I was getting tired of the ring-rest on my slingbow (old pic at the bottom, with old cane arrows I've since replaced) ripping the fletches off my arrows, they are only duct tape, but even so it would result in the occassional mis-fire and was a pain to keep replacing them after every session.

I'd seen "whisker-biscuits" used by others who'd modded slingshots to slingbows, but when I looked them up on ebay they were priced at about £40, or at least £15 even for the "refill" whiskers"!!

Now, I get through toothbrushes pretty fast and I keep the old ones around, because stiff bristle brushes are sometimes handy. Brainwave! I cut the heads off two of them, blu-tack and taped them in place and did a quick test. Seemed ok, so I stuck them firmly in place with epoxy (Araldite) with some electrical tape to support them (new pic at the top).

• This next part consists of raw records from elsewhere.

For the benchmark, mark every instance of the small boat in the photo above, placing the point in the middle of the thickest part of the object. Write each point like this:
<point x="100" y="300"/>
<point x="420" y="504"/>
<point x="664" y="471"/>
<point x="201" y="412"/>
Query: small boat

Had a little shooting session today - works beautifully! If anything it's more accurate, and no fletch stripping! Not to mention if I want to, I can also fire lead or steel ball through it without any further messing about!

Result! Total cost: a few pence worth of glue and tape!









Next experiment in the pipeline, when those red magnums die, I got a set of TBblack tubes to go on this slingbow!


----------



## NightKnight (Dec 16, 2009)

That is a cool idea!


----------



## Dayhiker (Mar 13, 2010)

Thanks -- very nice idea.


----------



## lightgeoduck (Apr 3, 2011)

Great Job...need to keep this in my memory bank

LGD


----------



## Charles (Aug 26, 2010)

I love seeing folks adapt stuff that was meant for other purposes ... good job! Shows you are thinking.

Cheers ...... Charles


----------



## SlingGal (Jun 18, 2011)

That is VERY cool!

-Restita


----------



## JohnRio (Oct 8, 2011)

Thanks folks, glad you like! Hopefully other people may get some use out of this idea too!


----------



## newconvert (Dec 12, 2011)

JohnRio said:


> Thanks folks, glad you like! Hopefully other people may get some use out of this idea too!


i know i will, perfect


----------